The younger woman stared at her shoes and bit her lip. The corners of her mouth twitched, as if she were trying to suppress a scream or a smile.

‘Why did you leave?’

‘I left the publishing house because I felt my career was complete. I had achieved my goal, leading the magazine from triumph to triumph for twenty years. I’m not exaggerating when I say that I created it with my own hands. When I took it over it was nothing. In only a short time I had made it the biggest women’s magazine in the country, and before long it was the biggest of all the magazines. And it’s held on to that position.’

She looked at the dark-haired woman and said venomously:

‘And how did I do it? Through work, through total self-sacrifice. One has to live for one’s task, think in pictures and headlines, with every sense open to the reader’s demands, to …’

She thought for a moment.

‘To satisfy their legitimate need to gild their everyday lives with beautiful dreams, ideals and poetry.’

She took a sip of her sherry and said icily:

‘To achieve that, one has to have what we call feeling. Not many people have that natural gift. Sometimes we have to harden ourselves as we look inward in order to give our all when we look outward.’

She closed her eyes. Her voice softened.

‘All this one does with a single aim. The magazine and its readers.’
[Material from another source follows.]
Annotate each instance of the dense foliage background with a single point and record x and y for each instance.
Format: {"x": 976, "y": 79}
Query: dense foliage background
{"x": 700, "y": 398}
‘That’s two,’ said Inspector Jensen.

The dark-haired woman shot him a frightened glance. Their hostess did not react.

‘I presume you know how I became the editor in chief?’

‘No.’

Her tone changed again, becoming almost dreamy.

‘It’s almost like a fairy tale. I can see it all in front of me like a real-life picture story. This is how it happened.’

Her pitch and facial expression changed again.

‘My origins are simple, and I’m not ashamed of it,’ she said aggressively, the corners of her mouth turned down and her nose in the air.

‘I see.’

She gave her visitor a quick, appraising look and said matter-of-factly:

‘The chairman of the group is a genius. Nothing less than a genius. A great man, greater than Demokratus.’

‘Demokratus?’

She chirruped and waggled her head.

‘Oh, me and names. I mean somebody else, of course. It’s not easy when there’s so much to fit in up there.’

Jensen nodded.

‘The chairman took me directly from a very humble post and let me look after the magazine. I mean to say, what complete madness, what boldness. Just think, a young girl like me as the head of a big editorial department. But I was the fresh new blood the magazine needed. In three months I’d knocked the department into shape, cleared out the dead wood, and within six months I’d made it every woman’s favourite reading. Which it has been ever since.’

Her voice changed as she addressed herself to the woman with dark hair:

‘Never forget that the eight-page horoscope, the cinemascope picture stories and the real-life series about the mothers of great men were my idea. We’re still making capital out of those today. And the pets, the full-colour pull-out.’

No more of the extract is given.